I'm uh appreciative as well, and uh look forward to our working together. And I know we have when we have our clinical meeting once a week, it's been a pleasure having your input and having you part of that. And both uh Andy and I have this decided a long time ago that surrounding ourselves with younger people, as you can see, many of the clinicians in our group are young, it it helps.
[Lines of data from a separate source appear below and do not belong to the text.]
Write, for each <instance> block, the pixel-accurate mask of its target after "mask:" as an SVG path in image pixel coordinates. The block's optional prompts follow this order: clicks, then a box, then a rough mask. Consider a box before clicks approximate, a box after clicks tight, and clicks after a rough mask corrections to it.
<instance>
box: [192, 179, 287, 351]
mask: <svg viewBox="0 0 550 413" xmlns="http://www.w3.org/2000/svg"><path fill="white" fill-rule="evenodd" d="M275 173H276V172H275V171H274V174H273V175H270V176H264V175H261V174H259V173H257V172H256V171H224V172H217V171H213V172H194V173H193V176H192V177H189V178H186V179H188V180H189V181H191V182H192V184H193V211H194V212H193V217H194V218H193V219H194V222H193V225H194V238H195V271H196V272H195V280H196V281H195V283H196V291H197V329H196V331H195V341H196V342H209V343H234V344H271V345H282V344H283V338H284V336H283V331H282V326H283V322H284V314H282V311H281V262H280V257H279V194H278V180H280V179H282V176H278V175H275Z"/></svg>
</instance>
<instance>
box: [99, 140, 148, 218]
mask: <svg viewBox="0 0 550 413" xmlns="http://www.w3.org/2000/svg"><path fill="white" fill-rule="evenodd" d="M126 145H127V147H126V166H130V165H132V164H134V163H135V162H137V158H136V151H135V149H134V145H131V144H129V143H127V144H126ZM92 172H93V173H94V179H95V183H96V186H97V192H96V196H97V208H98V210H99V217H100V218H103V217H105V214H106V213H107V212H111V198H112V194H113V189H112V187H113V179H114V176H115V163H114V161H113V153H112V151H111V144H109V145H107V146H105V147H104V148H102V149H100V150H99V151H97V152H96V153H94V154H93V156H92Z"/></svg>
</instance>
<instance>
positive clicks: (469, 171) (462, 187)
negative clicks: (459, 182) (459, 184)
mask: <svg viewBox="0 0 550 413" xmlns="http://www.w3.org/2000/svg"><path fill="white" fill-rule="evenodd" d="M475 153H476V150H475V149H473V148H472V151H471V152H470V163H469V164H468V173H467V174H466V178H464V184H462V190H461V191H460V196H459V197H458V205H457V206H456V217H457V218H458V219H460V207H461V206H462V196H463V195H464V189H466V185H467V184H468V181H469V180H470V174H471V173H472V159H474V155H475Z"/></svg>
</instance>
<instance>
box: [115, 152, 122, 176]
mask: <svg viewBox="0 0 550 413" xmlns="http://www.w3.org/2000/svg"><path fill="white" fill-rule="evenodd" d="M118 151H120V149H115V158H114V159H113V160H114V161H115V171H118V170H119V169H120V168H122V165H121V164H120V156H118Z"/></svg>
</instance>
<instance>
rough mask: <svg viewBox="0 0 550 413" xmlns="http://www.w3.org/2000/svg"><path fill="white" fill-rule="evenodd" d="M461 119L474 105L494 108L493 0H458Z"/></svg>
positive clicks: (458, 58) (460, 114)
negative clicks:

It helps get helps you continue to learn because we're still learning, and also helps you to be a mentor to them.

SPEAKER_01

So now that I'm gonna it really makes a difference.

SPEAKER_00

Well, that's one of the reasons why I still teach at the medical school, because they will ask me a question that at one point in my career I knew, but I had to access it again, and some things have changed. So um I really enjoy both being a preceptor and you know being at the medical school.

SPEAKER_02

So thank you very much for being here. And uh I'm Dr. David Gross, psychiatrist.

SPEAKER_01

And I'm Dr. Andrew Rosen, psychologist, and um says two shrinks in a mic, and we'll see you next time. Bye-bye. Thank you. The Two Shrinks in a Mike podcast is for informational and entertainment purposes only. The views expressed are those of the hosts and guests and do not constitute medical, legal, or professional advice.

SPEAKER_02

Please always consult a qualified healthcare provider before making any medical or wellness decisions. Our content is not a substitute for professional medical guidance, even though our mothers tell us we have the best advice possible.